Woken up by a dream.

I know it's late but a interesting dream has woken me up, in more ways then one. Last night and all day yesterday I was having a emotional breakdown. My life has hit a point where things are starting to go bad. Umm... let me explain:

My current situation includes me not being able to find a job, and most of all worried about my sick grandmother. She has been going to kemo since her diagnose of lung cancer. It's hard to see her so tried and depressed but I know she is trying to do her best.

Well, about the dream (and i'll keep it short and to the point)... It starts with Will and I going to an amusement park late in the evening. As soon as we get off the car I rush to the nearest ride I see, losing Will in the process. I enter the ride car not noticing that it was out of order.
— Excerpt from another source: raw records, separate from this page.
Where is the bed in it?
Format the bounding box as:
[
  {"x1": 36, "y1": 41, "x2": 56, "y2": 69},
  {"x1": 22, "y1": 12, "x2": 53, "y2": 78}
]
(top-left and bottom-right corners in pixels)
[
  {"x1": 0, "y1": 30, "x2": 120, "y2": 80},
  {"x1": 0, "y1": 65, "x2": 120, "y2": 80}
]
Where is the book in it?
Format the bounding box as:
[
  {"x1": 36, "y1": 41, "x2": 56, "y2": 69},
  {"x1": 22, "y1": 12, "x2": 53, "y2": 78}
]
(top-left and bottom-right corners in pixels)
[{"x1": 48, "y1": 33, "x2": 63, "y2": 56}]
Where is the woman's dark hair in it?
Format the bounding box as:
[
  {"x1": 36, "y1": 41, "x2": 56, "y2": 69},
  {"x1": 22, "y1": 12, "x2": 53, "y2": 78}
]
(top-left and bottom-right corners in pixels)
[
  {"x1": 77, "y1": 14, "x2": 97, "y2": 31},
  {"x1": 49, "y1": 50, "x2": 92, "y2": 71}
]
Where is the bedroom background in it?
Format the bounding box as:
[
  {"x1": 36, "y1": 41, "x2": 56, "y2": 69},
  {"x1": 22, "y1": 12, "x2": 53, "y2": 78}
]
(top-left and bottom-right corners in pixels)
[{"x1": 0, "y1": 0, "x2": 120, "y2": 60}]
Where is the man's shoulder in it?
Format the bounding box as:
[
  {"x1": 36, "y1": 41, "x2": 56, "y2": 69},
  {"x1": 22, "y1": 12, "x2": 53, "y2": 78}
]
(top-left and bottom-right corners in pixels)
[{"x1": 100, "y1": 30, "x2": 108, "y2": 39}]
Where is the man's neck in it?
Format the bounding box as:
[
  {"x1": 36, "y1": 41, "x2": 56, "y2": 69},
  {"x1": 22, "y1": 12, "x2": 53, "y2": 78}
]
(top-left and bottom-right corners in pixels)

The doors shut and I'm off to what seems like a fast, dark, outta of control monorail ride. At first it's fun, but then I noticed that I have passed the same landmark over again. The control car is empty and it is very dark. Some how I get the courage to try to control the thing. Quickly I slow and hit the breaks. I exit in a populated area, and Will is no where in sight. Some friends are near by and I ask them for their help. They know where he is and take me to his location. As we approach I see him franticly looking for me. I then run to him to be by his side.

What does this mean? Well, it has made me realize that the only way I can make things better is to do it alone. I have to take control of the situation and save myself and when I do Will is there waiting for me. He has been trying to help me as much as he can but in the end I have to be my own hero.